![]() So last week, I went into the nuclear medicine dept at Kaiser to get a test done to see if I had a condition called Gastroparesis. Yes, I am sure it sounds pretty foreign to most, but it is basically a type of nerve damage somewhat common with Type I diabetes that delays the stomach from emptying. The test lasted four hours! I basically had to eat an egg scramble that was injected with radioactive material, so they could take a two minute x-ray of my stomach every hour for four hours to see how quickly the materials emptied from my stomach into my intestinal track. I had been having stomach pains, acid reflux and delayed high blood sugars, so the Dr. thought this may be a condition. I would go to bed with great blood sugars in the 80-120 range and wake up at 3-4am with blood sugars of 250-300+. Not only is that not healthy, but I wasn't able to get a good night sleep and for me, SLEEP is my haven! Good news, the test came back negative! I had completely normal stomach emptying time. I think the high blood sugars in the night were from my Lantus (long acting) insulin going bad, coupled with some high carbohydrate dinner prior to bed. I have replaced my insulin and it has really seemed to help.
As long as the study was, it was totally worth it and essential to determining if I had the condition or not. The thing that erks me, is I had gone to see a gastroenterologist about two years ago and the Dr., right away did an upper endoscopy. So he decided to put me under anesthesia and put a camera down my throat, which cost me a small fortune. My nuclear egg study was free at Kaiser.

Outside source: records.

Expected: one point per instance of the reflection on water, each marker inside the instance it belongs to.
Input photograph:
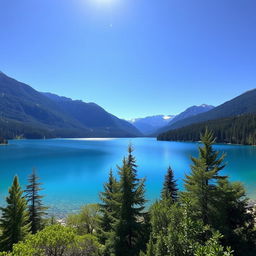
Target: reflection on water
(73, 170)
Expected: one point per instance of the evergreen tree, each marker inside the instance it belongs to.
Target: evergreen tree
(201, 183)
(14, 220)
(170, 189)
(35, 205)
(232, 217)
(108, 208)
(130, 224)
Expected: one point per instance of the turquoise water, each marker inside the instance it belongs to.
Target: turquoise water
(73, 170)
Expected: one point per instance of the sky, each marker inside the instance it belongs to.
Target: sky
(132, 57)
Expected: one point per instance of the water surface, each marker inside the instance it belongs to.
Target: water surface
(74, 170)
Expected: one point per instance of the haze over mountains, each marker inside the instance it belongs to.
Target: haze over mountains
(232, 122)
(189, 112)
(32, 114)
(28, 113)
(150, 124)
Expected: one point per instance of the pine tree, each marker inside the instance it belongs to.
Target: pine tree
(129, 226)
(35, 205)
(14, 220)
(204, 175)
(109, 209)
(170, 189)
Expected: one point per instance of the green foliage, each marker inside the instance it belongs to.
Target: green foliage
(57, 240)
(232, 217)
(170, 187)
(123, 206)
(108, 211)
(35, 205)
(175, 233)
(14, 220)
(201, 183)
(129, 224)
(86, 221)
(237, 130)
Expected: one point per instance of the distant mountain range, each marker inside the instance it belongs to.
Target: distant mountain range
(150, 124)
(25, 112)
(233, 122)
(32, 114)
(188, 113)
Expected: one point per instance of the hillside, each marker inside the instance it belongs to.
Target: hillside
(243, 104)
(189, 112)
(150, 124)
(27, 112)
(238, 130)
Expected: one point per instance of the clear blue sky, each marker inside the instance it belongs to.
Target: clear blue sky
(132, 57)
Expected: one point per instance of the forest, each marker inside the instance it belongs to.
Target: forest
(209, 217)
(235, 130)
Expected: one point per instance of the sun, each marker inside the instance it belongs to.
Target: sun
(104, 1)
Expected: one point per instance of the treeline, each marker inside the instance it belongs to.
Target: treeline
(209, 218)
(236, 130)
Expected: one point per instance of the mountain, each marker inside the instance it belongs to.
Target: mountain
(189, 112)
(150, 124)
(243, 104)
(239, 129)
(25, 111)
(93, 116)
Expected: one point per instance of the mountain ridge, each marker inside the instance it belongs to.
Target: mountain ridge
(29, 110)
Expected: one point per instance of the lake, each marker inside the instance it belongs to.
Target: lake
(73, 170)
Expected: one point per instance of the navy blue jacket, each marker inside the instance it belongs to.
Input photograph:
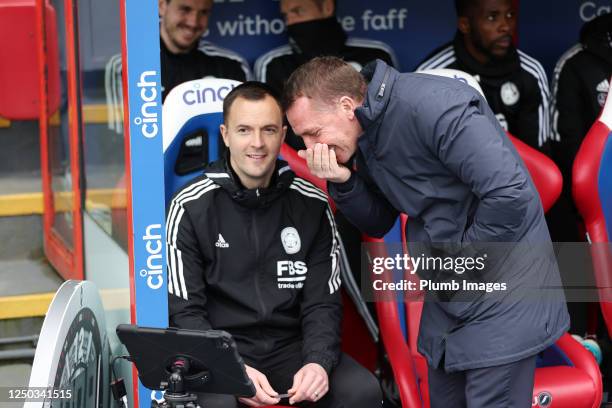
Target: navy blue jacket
(432, 148)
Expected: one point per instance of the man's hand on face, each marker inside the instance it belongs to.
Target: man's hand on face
(264, 393)
(309, 384)
(321, 161)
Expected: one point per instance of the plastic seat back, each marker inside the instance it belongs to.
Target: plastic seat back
(191, 115)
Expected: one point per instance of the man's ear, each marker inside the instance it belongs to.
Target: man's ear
(347, 106)
(463, 24)
(224, 134)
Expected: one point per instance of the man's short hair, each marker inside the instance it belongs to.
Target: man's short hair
(464, 7)
(251, 91)
(325, 79)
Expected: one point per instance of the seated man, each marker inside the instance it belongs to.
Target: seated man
(514, 84)
(253, 250)
(314, 31)
(183, 56)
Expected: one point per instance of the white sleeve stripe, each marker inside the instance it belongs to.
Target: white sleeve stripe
(535, 64)
(334, 279)
(170, 284)
(543, 115)
(181, 275)
(435, 60)
(306, 186)
(306, 193)
(177, 217)
(374, 44)
(555, 83)
(309, 192)
(261, 65)
(172, 267)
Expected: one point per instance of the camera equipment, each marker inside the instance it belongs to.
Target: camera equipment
(181, 362)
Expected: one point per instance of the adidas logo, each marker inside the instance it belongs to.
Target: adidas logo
(221, 242)
(603, 86)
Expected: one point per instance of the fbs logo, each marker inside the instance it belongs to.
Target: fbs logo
(602, 92)
(543, 399)
(221, 243)
(153, 245)
(206, 95)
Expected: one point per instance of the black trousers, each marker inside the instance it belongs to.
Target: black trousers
(508, 386)
(350, 386)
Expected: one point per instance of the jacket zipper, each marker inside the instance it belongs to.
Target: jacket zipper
(258, 257)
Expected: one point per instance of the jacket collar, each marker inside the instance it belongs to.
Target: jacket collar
(494, 68)
(222, 174)
(381, 79)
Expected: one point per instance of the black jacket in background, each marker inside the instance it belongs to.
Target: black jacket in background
(580, 86)
(524, 114)
(204, 60)
(260, 264)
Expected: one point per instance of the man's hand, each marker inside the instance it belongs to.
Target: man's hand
(264, 393)
(321, 161)
(309, 384)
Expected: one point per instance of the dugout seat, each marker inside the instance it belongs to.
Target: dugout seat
(566, 372)
(592, 191)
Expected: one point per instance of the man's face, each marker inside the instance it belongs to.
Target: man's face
(335, 126)
(300, 11)
(491, 26)
(183, 22)
(253, 133)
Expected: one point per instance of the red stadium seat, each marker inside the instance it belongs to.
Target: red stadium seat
(577, 383)
(544, 172)
(592, 191)
(356, 340)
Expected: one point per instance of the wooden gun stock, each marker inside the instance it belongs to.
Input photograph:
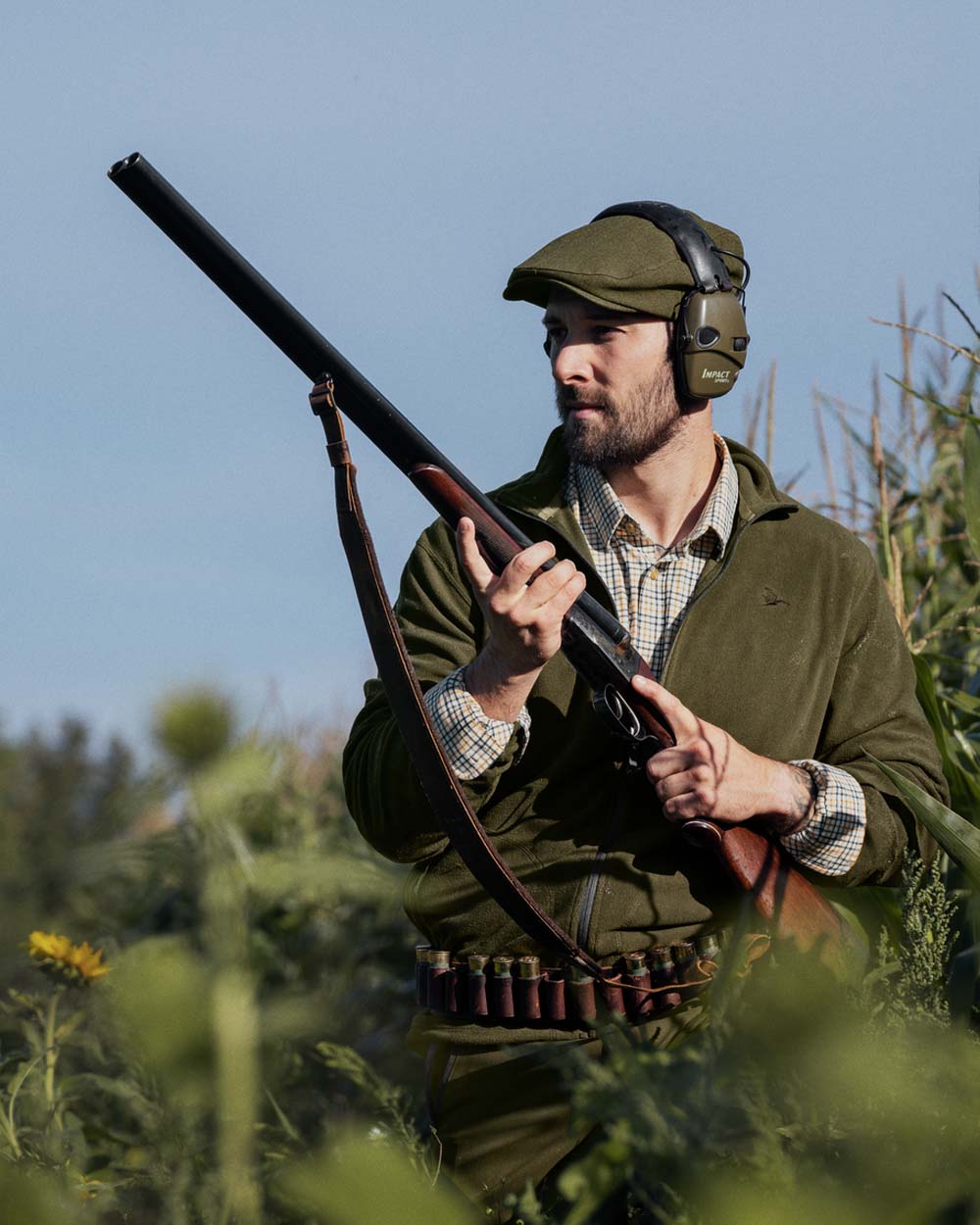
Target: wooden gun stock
(792, 906)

The endoscopy came back normal, so he said, "You probably have gastroparesis, since you are diabetic". I didn't think I had it and hate when every condition you have "IS A RESULT OF YOUR DIABETES". [Side note: Recently went to chiropractor and I clearly had a pinched nerve in my neck/shoulder and it would run down to my hands and she said, "well you know that diabetes can cause nerve issues, so maybe it could be that". I clearly replied, "Yes I am aware, and that's NOT IT".] To make things worse, after my endoscopy, the Dr. put me on a gastroparesis drug to "TRY" to see if things get better. That "Drug" (Reglan) he put me on has severe side effects like depression, involuntary twitching, Parkinsons-like symptoms and other terrible disorders. The only side effect I remember him saying was depression and I wasn't willing to even risk that. I only used for about a week, but still mad that I even used it. Why would he risk a "Test" with a drug like that on me when he didn't even know if that was my diagnosis! I usually take full responsibility of what I put in my body and research it, but shouldn't a doctor share in the responsibility and know best? Guess not. Should the takeaway here be, "Always be skeptical, even from your doctors?", that is a tough reality, but I guess when it comes down to it, you are responsible for your health and well-being! So always be aware and ask questions when you are unsure. Your health is YOURS!
6 Comments
jennifer armstrong
12/29/2012 11:28:00 am
it has taken five years to figure out what this is. i have also have watermeleon stomach that seems ti come and fo. i will not take that medication. i have priblems rwtaining vitimin d ans other medication. I do have it. My test came back positive. My stomach empties really slow. Better to eat small portions every couple of hours. Bas thing also you will not know if your are diabetic. Also the bowls move slow. Are your stomach is extremely bloated.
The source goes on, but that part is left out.